I considered a range of thresholds for feature variance, but found that while removing features with low variance improved later model fit on most model types, it also widened the gap between train score (r2) and test score, which I judged to indicate overfitting. As a result I did not remove any features with low variance.
Data on Model Experimentation
Following data preprocessing I performed an 80/20 train/test split on the data and assigned dummy variables to my categoricals using pd.get_dummies. I considered untuned (default settings, with the exception of random forest, where I set n_estimators to 100 to improve runtime) and tuned versions of Multiple Linear Regression, Lasso, Random Forest, XGBoost, and SVR (tuning strategies below).
I found that a tuned XGBoost offered the best score both for train and test set fit (again using R2 as our metric).
Final model mean absolute error for the models attempted in this project ranged from $16,556 to $20,600, with our winning model on the low end of that range. Mean sale price for this dataset (our response variable) was $176,834. So, how happy are we with the outcome? How should we feel about the quality of our predictions for this dataset?
One way to thing about this is to ask ourselves what isn't in the data. How confident are we that we have all the data available that might reasonably influence sales outcomes? Presumably, if there's information that should influence the outcome not represented in the dataset, then we should expect an increased degree of error in our predictions.
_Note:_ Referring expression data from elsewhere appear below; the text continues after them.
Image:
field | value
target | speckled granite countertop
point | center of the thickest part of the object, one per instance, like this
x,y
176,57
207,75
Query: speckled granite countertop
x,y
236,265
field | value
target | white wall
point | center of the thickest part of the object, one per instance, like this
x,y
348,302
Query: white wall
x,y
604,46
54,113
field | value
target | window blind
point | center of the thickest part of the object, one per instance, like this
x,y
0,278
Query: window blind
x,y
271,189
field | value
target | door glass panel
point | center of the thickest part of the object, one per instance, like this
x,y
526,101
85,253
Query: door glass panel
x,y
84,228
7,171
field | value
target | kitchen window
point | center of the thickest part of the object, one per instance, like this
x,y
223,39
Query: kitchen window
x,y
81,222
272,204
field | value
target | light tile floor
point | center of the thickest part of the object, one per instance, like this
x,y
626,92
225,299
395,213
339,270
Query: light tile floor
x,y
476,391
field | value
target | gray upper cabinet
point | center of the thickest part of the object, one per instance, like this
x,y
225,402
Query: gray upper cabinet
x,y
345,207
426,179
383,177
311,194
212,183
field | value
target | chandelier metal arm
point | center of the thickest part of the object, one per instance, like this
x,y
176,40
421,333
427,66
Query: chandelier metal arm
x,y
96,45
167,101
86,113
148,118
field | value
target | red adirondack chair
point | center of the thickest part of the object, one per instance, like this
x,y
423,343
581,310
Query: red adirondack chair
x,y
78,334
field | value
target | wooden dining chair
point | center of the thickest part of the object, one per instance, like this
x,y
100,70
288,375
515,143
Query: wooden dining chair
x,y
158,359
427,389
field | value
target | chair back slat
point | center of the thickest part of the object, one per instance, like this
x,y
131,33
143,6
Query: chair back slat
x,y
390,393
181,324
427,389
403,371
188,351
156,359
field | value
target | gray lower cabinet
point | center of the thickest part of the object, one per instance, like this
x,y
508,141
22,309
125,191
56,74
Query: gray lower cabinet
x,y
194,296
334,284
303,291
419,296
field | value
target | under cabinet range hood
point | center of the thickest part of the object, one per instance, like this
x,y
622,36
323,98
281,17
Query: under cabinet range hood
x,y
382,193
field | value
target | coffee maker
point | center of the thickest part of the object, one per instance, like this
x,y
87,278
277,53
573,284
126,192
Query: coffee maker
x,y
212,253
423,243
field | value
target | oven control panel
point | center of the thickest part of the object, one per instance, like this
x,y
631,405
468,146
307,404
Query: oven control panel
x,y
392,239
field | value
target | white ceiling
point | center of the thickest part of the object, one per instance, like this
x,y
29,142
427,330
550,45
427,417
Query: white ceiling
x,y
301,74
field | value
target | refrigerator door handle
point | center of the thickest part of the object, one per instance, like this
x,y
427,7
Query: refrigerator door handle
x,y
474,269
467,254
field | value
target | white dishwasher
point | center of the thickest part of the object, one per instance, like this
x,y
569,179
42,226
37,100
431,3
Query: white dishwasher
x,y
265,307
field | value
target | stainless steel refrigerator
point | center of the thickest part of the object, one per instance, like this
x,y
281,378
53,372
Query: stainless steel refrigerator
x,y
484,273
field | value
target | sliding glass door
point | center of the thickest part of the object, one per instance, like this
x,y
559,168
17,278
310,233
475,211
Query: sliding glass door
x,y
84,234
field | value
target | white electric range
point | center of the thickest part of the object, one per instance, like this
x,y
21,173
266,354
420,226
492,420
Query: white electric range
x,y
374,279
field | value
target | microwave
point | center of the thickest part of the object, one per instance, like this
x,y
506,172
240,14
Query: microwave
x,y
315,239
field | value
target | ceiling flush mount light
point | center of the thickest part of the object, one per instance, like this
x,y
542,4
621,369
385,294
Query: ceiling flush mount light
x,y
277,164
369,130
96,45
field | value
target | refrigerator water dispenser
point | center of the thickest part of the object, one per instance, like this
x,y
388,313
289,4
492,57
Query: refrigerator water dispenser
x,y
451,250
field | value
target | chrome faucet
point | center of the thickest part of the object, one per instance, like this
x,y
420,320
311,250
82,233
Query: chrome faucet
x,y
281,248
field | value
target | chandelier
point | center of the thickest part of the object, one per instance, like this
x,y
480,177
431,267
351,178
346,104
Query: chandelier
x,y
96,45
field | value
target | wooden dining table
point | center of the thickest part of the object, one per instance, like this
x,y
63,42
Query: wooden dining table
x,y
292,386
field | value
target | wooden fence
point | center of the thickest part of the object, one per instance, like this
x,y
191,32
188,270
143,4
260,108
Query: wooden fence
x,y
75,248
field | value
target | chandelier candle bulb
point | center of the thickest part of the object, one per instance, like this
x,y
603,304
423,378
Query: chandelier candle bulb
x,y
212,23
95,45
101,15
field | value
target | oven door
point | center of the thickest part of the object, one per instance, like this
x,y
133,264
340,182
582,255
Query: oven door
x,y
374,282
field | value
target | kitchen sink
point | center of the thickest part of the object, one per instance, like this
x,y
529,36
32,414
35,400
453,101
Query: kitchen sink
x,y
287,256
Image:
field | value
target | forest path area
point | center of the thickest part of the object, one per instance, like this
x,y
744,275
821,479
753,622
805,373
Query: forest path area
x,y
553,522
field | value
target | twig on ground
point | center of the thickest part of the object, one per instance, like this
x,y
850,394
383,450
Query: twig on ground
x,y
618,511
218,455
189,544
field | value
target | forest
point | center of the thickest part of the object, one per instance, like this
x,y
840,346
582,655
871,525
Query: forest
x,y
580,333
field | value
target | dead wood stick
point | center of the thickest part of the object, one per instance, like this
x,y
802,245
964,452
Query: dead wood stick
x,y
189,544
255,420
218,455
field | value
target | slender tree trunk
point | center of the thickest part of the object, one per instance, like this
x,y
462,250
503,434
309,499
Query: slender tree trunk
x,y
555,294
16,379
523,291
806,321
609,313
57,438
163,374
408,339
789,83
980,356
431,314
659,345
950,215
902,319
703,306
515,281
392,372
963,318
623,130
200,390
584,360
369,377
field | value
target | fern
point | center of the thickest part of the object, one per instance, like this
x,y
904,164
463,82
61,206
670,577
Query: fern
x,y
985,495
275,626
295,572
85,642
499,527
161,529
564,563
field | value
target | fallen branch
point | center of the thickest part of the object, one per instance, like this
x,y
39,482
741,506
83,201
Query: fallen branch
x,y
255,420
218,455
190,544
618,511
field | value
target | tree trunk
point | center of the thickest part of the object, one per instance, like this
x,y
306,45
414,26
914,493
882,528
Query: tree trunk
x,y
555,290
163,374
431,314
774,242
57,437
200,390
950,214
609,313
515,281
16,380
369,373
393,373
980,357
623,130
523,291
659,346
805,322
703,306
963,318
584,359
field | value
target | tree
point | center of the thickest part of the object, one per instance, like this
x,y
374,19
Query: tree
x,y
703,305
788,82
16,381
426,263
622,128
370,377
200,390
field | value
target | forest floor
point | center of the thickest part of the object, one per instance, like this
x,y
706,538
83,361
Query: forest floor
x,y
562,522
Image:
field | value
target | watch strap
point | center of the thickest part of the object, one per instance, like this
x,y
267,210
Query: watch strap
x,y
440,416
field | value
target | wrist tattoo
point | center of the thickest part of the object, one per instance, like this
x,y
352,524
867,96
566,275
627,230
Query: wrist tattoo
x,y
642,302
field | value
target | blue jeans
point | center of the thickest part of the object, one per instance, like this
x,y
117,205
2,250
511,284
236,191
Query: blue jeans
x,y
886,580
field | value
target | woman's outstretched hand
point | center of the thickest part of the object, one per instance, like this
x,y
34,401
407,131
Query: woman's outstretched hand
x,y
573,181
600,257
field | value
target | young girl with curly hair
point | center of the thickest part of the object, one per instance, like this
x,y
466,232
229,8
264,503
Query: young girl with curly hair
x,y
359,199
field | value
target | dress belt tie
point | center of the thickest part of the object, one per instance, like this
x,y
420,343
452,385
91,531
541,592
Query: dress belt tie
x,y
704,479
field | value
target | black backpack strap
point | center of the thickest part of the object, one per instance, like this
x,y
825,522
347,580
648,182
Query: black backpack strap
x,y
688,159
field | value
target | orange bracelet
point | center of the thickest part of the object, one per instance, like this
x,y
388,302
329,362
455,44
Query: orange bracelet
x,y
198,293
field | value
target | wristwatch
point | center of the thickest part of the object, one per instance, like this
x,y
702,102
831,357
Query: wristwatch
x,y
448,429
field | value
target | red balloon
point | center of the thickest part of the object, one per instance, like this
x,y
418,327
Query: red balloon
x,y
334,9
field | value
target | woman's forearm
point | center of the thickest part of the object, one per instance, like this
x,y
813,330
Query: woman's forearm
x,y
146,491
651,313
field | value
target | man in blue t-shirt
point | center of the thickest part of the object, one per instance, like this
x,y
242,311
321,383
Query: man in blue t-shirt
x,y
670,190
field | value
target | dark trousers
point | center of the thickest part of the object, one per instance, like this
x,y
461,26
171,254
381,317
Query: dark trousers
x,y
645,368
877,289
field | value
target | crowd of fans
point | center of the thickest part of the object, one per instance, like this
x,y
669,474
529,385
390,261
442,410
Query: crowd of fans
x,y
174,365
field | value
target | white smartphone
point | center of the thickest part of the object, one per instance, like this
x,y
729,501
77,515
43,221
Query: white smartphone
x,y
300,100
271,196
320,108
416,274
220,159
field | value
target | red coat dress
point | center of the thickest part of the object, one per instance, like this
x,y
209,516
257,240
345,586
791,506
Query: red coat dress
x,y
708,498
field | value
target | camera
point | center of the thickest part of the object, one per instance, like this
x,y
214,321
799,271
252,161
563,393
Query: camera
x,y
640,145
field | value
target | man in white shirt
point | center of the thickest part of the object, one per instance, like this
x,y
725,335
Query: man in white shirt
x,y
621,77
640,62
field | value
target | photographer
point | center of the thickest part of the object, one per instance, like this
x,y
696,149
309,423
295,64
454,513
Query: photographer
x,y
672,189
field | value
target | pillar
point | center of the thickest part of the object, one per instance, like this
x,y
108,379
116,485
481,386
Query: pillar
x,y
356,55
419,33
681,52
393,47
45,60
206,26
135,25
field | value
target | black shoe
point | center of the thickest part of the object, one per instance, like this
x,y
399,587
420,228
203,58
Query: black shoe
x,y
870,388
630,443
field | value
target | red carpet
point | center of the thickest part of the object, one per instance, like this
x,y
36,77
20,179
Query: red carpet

Conversely, if we see error in our model when our domain knowledge suggests that all (or nearly all) relevant factors should be accounted for, then our model is suspect.
So what might influence sale price that isn't listed in our dataset as currently available? I can think of a few things:
- Seller financial/job situation (Is the sale a short sale? Did the seller recently undergo a financial loss that requires an urgent sale or receive a job offer requiring urgent move to another city?)
- Buyer/Seller negotiation skill
- Negotiation skill or years of experience of the real estate agents and brokers involved
Reflecting on personal experience, I can easily see how these factors could account for a 10% +/- variation in the sale price of an individual listing, though much more than that begins to feel like a stretch, and so it seems that we can rest reasonably secure that our winning model (XGBoost) is giving us sufficiently accurate predictions relative to the breadth of information available to it. It also gives us some ideas for our wish list of data for future expansion of the project, with anonymized listing agent (and preferably data to reflect their degree of sales experience) high on our list of data to request for future iterations of our project.